Il faut donc se garder de mêler et de confondre les deux pouvoirs, le temporel et le spirituel. Car le pouvoir spirituel a la mission
particulière de prêcher l’Évangile et d’administrer les Sacrements. Il ne doit jamais empiéter sur un domaine autre que le sien.
Il ne doit pas établir ou destituer des rois ; il ne doit pas abolir les lois civiles, ni corrompre l’obéissance due aux autorités ; il ne
doit pas s’immiscer dans les affaires civiles, ni faire la loi au pouvoir temporel. Christ lui-même a dit, Jean 18, 36 : « Mon
royaume n’est pas de ce monde ». Et aussi, Luc 12, 14: « Qui est-ce qui m’a établi juge parmi vous? ». Et saint Paul, Phil. 3,
20 : « Notre cité à nous est dans les cieux ». Et 2 Cor. 10, 4 : « Les armes avec lesquelles nous combattons ne sont pas
charnelles, mais elles sont puissantes par la vertu de Dieu pour renverser les machinations de l’ennemi et toute hauteur qui
s’élève contre la connaissance de Dieu ».

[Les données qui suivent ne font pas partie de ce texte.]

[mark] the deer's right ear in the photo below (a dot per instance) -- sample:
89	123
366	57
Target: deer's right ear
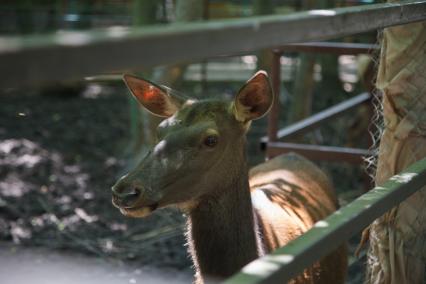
155	99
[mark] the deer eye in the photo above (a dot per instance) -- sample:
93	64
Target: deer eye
211	141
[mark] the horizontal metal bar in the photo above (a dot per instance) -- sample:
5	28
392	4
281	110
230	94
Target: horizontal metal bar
74	55
327	235
317	119
329	47
318	152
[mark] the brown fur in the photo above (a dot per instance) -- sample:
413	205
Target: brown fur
232	219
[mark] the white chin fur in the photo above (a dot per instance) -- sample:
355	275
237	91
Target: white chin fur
136	213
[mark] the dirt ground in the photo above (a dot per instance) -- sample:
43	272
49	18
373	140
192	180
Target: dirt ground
59	157
43	266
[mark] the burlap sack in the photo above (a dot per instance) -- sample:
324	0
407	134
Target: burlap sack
397	252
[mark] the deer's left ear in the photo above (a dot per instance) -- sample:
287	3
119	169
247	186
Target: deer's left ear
157	100
254	99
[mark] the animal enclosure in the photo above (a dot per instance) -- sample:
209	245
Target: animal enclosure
24	64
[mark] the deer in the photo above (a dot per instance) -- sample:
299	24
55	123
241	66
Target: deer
199	165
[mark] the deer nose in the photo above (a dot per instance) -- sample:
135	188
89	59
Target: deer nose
125	196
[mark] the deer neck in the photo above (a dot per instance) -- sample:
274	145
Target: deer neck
221	232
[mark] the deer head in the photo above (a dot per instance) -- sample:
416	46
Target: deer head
200	149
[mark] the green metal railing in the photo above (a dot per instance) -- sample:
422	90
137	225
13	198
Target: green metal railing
330	233
74	55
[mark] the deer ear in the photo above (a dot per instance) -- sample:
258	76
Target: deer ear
254	99
157	100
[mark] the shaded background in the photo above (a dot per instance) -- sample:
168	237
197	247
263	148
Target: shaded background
62	146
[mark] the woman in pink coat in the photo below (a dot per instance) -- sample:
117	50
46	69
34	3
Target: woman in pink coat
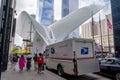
22	62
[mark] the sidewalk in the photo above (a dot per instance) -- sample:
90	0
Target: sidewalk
29	75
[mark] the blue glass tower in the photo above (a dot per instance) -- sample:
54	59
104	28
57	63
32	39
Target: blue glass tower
45	12
115	8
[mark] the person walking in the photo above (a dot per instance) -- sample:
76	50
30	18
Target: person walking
29	59
35	61
15	60
22	62
40	62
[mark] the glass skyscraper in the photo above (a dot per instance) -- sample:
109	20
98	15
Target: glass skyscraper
115	8
45	12
69	6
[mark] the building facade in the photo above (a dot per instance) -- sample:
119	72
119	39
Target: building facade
7	9
45	12
116	24
107	37
69	6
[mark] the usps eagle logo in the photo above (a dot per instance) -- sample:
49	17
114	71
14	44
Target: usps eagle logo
84	50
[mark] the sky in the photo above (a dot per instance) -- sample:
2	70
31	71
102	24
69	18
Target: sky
30	7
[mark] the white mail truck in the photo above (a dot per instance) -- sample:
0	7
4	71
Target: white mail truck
74	56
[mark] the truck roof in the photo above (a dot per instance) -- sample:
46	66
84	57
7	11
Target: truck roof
76	39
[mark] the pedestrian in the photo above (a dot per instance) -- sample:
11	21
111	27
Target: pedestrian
15	60
22	63
40	62
28	58
35	61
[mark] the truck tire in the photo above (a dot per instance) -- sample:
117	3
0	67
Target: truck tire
117	76
60	70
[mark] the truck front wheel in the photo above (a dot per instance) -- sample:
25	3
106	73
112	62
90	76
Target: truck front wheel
60	70
117	76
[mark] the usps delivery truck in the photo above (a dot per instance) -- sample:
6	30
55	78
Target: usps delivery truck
74	56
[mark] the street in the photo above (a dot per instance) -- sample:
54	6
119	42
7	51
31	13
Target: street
45	75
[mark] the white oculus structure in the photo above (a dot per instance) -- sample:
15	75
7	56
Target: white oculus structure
57	31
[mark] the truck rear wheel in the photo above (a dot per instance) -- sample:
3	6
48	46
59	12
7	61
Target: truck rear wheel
117	76
60	70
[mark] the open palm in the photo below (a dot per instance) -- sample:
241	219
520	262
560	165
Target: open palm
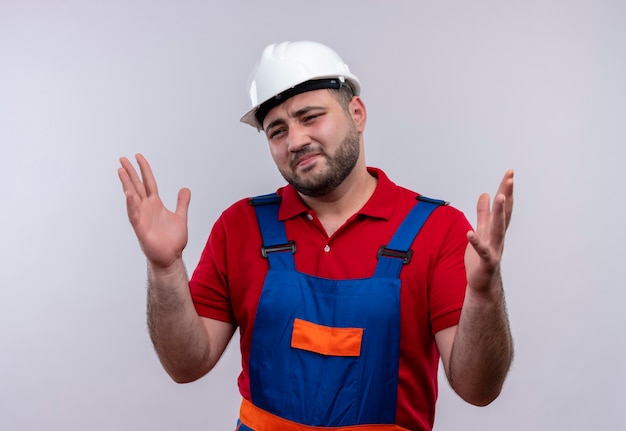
162	234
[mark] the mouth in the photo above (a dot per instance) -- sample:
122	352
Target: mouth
304	161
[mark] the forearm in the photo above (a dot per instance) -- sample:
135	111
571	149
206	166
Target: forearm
176	330
483	348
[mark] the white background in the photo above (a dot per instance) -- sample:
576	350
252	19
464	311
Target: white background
457	92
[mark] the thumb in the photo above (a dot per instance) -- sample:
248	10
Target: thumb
182	204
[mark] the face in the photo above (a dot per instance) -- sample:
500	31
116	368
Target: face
314	142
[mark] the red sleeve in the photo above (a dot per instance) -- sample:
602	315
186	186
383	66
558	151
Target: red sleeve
208	284
448	279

Telle est la distinction que font les nôtres entre les fonctions des deux pouvoirs, et ils recommandent qu’on les honore tous les
deux comme le don le plus précieux dont nous jouissons sur terre.
S’il arrive que des évêques possèdent aussi le gouvernement temporel et tienne l’épée, ce n’est pas par droit divin ni en qualité
d’évêques qu’ils possèdent ce pouvoir, mais par droit humain, impérial, puisqu’ils le tiennent des rois et des empereurs pour
l’administration civile de leurs possessions. Ces fonctions n’ont rien à voir avec le ministère de l’Évangile.